Sissy entra conmigo en la habitación. Con la daga en la mano, empieza a cortar las cuerdas. Los chicos, que ahora ya están despiertos, saben que no deben decir ni una palabra. Yo estoy de cara al superior que tiene la botella de vino en la mano. A la primera señal de que se esté despertando, se la romperé en la cara. Pasado un minuto, ya están todos libres. Las mochilas que habíamos preparado antes siguen en la puerta, las cogemos y salimos de puntillas; cerramos la puerta y dejamos al superior borracho igual que lo encontramos.
Una vez en el exterior, recorremos el camino a toda prisa. Ahora les llevamos ventaja. Al aire libre podemos evadir con facilidad las barrigas y los pies de loto. Tenemos la huida asegurada. Pasamos al lado de grupos de chicas que se nos quedan mirando. Corremos a toda velocidad por la calle adoquinada hasta el camino sucio. Las chicas hacen la colada en el río, y cuando nos ven paran para observarnos. Veo que una se pone de pie y, a paso rápido, se aproxima hacia nosotros. Se trata de la chica de pecas, que levanta un brazo y nos hace señas para que paremos. Pero no hay tiempo y pasamos a su lado, cruzamos el río, y nos adentramos rápidamente en el bosque. Es como si hubiera cientos de kilómetros entre nosotros y ellos, no hay manera de que nos puedan atrapar ahora.
***
No paramos de correr durante quince minutos. Un arroyo burbujeante nos da la excusa perfecta para hacerlo; llenamos las cantimploras, contentos de tener una oportunidad para recuperar el aliento. Sissy revisa la cabeza de Ben, en el sitio donde un superior le golpeó antes. Tiene un pequeño chichón, pero no parece afectarle demasiado. Epap tiene unas cuantas magulladuras y arañazos en la cara y en los brazos. Dice que antes de que le doblegaran, también repartió unos cuantos puñetazos. De repente agarra su chaqueta, y se tambalea detrás de un árbol. Oímos sus arcadas, después la tos seca. Al volver, su aliento es agrio y tiene la cara pálida. Se arrodilla al lado del río y se tira agua en la cara.

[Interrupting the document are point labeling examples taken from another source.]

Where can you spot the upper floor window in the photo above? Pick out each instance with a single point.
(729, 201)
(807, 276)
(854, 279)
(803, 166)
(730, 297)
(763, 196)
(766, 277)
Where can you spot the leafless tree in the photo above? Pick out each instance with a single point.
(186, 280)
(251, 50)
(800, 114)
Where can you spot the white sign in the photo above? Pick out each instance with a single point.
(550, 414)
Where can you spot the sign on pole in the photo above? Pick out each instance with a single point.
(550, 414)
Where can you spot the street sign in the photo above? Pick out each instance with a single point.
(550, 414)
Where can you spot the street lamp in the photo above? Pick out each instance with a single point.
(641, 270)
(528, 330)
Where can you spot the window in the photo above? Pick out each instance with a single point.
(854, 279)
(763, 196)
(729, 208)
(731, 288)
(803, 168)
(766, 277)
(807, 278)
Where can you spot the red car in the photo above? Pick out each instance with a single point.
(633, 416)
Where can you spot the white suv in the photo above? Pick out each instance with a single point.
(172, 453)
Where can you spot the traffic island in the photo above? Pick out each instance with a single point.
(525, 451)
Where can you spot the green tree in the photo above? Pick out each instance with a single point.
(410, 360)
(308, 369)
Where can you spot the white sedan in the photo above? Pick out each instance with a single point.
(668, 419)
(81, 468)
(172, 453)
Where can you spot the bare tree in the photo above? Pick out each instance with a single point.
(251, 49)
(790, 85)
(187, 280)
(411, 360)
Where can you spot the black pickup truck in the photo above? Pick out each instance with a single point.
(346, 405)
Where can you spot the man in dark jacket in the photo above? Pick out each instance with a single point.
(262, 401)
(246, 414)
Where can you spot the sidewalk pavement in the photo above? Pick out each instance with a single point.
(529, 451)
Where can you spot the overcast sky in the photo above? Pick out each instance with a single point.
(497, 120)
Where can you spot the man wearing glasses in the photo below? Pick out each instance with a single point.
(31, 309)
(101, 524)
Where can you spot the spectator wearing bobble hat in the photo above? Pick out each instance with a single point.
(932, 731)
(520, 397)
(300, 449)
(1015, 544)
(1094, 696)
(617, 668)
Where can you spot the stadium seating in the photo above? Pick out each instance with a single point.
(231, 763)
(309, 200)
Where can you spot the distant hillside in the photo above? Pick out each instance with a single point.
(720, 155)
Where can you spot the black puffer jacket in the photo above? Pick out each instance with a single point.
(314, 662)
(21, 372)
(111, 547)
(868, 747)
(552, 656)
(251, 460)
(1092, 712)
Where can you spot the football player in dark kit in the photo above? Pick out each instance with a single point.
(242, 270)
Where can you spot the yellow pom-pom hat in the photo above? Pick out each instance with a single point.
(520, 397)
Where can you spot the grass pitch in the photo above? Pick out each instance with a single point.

—¿Mejor ahora? —le pregunta Sissy.
—Aún estoy un poco grogui de las gachas que me hicieron comer. Me obligaron con la amenaza de que les harían daño a los chicos. Dijeron que te traerían de vuelta si me lo terminaba. —Hace una mueca, y sacude la cabeza—. Lo único que me aportaron fue un desmayo, pero ahora el agua fría me ha venido bien. Y también correr y sudar. —Se pone de pie—. Uf, un momento. Aún estoy mareado. Dadme unos minutos.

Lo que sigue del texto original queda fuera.